De eerste dag werd afgesloten door Eduard Fosch-Villaronga, Universiteit Leiden, die in zijn keynote speech sprak over zijn huidige onderzoeksproject over datagestuurde reguleringsmodellen voor robottechnologie. Een levendige discussie volgde. Naast de academische sessies omvatte de conferentie ook een Young Scholars evenement, waarin Gillian Hadfield, Leonie Reins en Eduard Fosch-Villaronga enkele van hun persoonlijke ervaringen in het werken in de academische wereld deelden. Deze interactieve en informele sessie bood de deelnemers een waardevolle gelegenheid om een discussie aan te gaan over wat mislukkingen eigenlijk betekenen, en de nadelen maar ook mogelijkheden binnen een academische carrière. Het doel van de sessie was om de betrokkenheid van jonge onderzoekers in de academische wereld te vergroten en te faciliteren en om een actieve PhD-gemeenschap over verschillende universiteiten heen te stimuleren.
Tweede dag
De tweede dag van de LAIR-conferentie beloofde nog meer diepgang in de fijne kneepjes van AI-regulering. Nadat de dag officieel werd geopend door Koen Swinnen, hoogleraar Privaatrecht en Publieke en Private Belangen, vond het panel ‘Platform Governance’ plaats. Rachel Griffin, Sciences Po, begon het panel met een verkenning van de mogelijkheden en uitdagingen van gedragscodes in de Digital Services Act. Mathieu Fasel, Universiteit Lausanne, sprak over de rechtsmiddelen die sociale mediabedrijven gebruiken om content te modereren en stelde de toereikendheid daarvan en hun rol binnen bredere overheidskaders ter discussie. Sanna Toropainen, Universiteit van Helsinki, bood een interdisciplinair theoretisch perspectief op de kwestie van empowerment en controle in de context van de Europese verordening betreffende digitale identiteit.
Het panel ‘Modes of AI Governance’ omvatte interdisciplinaire benaderingen van het vraagstuk van AI-governance in verschillende rechtsgebieden. Jamelia M Anderson-Princen, Universiteit van Tilburg, presenteerde haar werk op basis van de transactiekosten-theorie en het multigroup path model om te onderzoeken hoe financiële instellingen in verschillende rechtsgebieden hun bestuursstructuren aanpassen om risico's van cloud-outsourcing te beheren.

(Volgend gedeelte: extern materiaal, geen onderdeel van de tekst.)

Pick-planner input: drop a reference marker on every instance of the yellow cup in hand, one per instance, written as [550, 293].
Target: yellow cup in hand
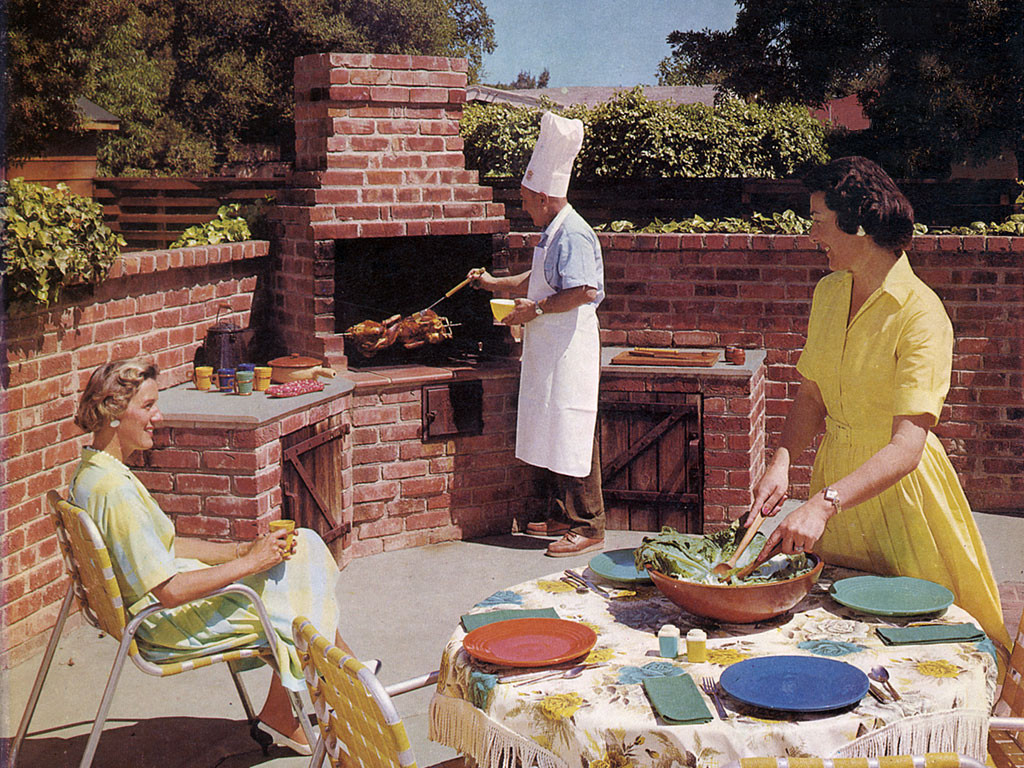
[288, 525]
[501, 307]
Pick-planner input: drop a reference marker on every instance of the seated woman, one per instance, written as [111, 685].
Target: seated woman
[119, 407]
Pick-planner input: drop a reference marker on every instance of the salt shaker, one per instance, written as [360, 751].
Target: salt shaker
[668, 641]
[696, 646]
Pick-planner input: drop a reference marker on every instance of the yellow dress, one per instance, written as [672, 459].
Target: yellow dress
[140, 540]
[894, 359]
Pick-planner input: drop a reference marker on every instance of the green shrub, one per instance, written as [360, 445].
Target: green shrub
[634, 137]
[52, 239]
[235, 223]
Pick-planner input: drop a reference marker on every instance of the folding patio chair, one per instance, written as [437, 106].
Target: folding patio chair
[93, 584]
[358, 723]
[1006, 729]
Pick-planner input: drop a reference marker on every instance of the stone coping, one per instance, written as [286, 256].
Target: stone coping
[754, 359]
[185, 407]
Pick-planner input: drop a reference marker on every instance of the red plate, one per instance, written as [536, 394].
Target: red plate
[529, 642]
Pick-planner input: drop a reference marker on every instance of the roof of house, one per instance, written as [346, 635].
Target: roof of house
[94, 117]
[590, 95]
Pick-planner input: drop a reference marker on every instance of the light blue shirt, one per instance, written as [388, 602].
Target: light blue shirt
[573, 255]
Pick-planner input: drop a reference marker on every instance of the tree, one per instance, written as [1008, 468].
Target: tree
[525, 81]
[194, 79]
[941, 80]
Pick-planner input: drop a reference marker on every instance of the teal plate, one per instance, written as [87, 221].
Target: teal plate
[891, 596]
[616, 565]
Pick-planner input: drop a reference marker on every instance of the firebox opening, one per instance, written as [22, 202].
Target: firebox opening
[377, 278]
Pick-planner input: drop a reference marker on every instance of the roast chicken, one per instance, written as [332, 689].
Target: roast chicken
[418, 329]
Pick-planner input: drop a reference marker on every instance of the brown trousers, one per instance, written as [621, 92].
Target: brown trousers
[580, 499]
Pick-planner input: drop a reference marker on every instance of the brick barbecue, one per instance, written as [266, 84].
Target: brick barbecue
[378, 156]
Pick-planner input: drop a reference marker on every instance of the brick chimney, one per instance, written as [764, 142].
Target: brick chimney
[378, 155]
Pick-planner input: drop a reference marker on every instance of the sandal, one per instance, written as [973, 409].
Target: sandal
[282, 740]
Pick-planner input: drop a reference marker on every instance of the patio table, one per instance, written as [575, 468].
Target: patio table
[603, 718]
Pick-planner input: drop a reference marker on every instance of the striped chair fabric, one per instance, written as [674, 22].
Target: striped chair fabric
[359, 726]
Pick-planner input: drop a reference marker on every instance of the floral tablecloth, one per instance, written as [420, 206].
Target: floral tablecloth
[603, 718]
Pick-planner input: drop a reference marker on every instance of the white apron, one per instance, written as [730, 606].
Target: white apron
[558, 383]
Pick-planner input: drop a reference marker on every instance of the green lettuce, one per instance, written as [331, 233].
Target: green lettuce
[691, 557]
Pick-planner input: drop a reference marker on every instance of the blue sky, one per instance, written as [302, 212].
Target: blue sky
[593, 42]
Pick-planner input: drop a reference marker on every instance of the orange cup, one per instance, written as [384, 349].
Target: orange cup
[288, 525]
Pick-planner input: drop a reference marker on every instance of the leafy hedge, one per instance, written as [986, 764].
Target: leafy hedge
[790, 222]
[634, 137]
[235, 222]
[52, 239]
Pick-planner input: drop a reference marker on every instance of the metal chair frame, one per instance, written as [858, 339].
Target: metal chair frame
[1006, 734]
[105, 611]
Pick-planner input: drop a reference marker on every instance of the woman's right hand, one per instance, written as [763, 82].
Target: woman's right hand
[267, 551]
[770, 492]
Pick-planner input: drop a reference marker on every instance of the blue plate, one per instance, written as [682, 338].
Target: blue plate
[795, 683]
[616, 565]
[891, 596]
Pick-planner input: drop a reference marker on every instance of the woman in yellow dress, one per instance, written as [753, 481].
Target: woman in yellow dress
[119, 407]
[875, 373]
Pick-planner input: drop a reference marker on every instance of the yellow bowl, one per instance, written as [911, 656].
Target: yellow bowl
[501, 307]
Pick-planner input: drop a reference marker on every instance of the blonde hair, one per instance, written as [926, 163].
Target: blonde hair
[110, 390]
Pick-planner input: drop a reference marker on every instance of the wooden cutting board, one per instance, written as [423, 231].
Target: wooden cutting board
[667, 356]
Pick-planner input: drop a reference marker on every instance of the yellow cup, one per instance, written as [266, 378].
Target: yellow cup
[501, 307]
[262, 378]
[204, 377]
[288, 525]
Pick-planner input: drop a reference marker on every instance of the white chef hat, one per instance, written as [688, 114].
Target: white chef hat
[551, 164]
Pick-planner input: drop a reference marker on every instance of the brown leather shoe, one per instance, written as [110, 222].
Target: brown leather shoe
[547, 527]
[573, 544]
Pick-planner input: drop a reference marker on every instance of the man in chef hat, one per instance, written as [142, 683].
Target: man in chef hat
[561, 354]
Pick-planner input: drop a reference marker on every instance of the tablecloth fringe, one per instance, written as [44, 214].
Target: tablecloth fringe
[965, 731]
[456, 723]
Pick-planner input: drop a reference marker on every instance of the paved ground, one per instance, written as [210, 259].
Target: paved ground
[400, 606]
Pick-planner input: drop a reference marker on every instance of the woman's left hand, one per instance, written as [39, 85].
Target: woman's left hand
[799, 530]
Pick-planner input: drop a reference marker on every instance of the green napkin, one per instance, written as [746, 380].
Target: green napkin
[928, 634]
[471, 621]
[677, 699]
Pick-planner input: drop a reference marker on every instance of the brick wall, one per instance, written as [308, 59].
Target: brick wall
[755, 291]
[407, 492]
[157, 303]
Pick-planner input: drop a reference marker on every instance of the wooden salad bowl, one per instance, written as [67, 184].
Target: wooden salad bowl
[738, 603]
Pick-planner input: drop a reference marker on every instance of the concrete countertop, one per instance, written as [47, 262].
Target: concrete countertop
[754, 359]
[184, 406]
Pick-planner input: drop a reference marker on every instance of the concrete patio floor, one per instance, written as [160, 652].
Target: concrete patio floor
[400, 606]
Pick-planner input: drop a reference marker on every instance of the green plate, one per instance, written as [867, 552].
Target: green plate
[616, 565]
[891, 596]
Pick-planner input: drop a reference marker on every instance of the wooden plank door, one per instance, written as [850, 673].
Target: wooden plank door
[651, 462]
[313, 482]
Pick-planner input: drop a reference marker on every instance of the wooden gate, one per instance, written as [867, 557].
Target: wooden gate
[312, 480]
[652, 461]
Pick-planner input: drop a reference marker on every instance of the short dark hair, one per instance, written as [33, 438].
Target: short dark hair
[863, 195]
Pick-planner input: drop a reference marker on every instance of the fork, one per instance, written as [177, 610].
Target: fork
[710, 687]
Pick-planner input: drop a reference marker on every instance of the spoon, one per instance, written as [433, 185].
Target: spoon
[580, 589]
[563, 674]
[723, 568]
[881, 675]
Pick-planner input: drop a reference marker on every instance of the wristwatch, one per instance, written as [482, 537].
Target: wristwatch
[832, 496]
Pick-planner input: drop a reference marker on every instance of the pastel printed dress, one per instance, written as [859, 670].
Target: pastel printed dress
[894, 358]
[140, 540]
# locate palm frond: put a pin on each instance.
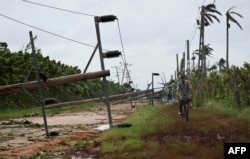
(235, 21)
(217, 19)
(236, 14)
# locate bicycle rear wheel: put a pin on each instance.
(185, 112)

De presentatie van Helen Hayes, McGill University, richtte zich op AIDA, de Canadese Artificial Intelligence and Data Act, en de rol van verantwoordelijk en participatief ontwerp voor AI-systemen. Christoph Koenig, BSP Business & Law School, gaf een uiteenzetting over de relatie tussen recht en technologie, waarbij hij een gecontextualiseerde benadering voorstelde van hoe het recht zou moeten reageren op technologische ontwikkelingen.
Het panel ‘Governance of AI in the EU’ richtte zich op de governance van AI in de EU. Brenda Espinoza, Universiteit van Tilburg, presenteerde werk over de context van AI-aangedreven lokale zelfbeheerde elektriciteitssystemen. Alexis Galan, Universiteit Bonn, onderzocht in zijn presentatie de voorgestelde AI-wet en de mogelijke zwakke punten in de regelgevingsmechanismen ervan. Anna Schmitz, Fraunhofer Instituut, presenteerde een raamwerk dat helpt om te evalueren in hoeverre normen klaar zijn voor gebruik in AI-governance, zoals bijvoorbeeld voorzien in de AI-wet. Na een stimulerende discussie werd de conferentie officieel afgesloten door Klaus Heine, hoogleraar Rechtseconomie aan Erasmus School of Law.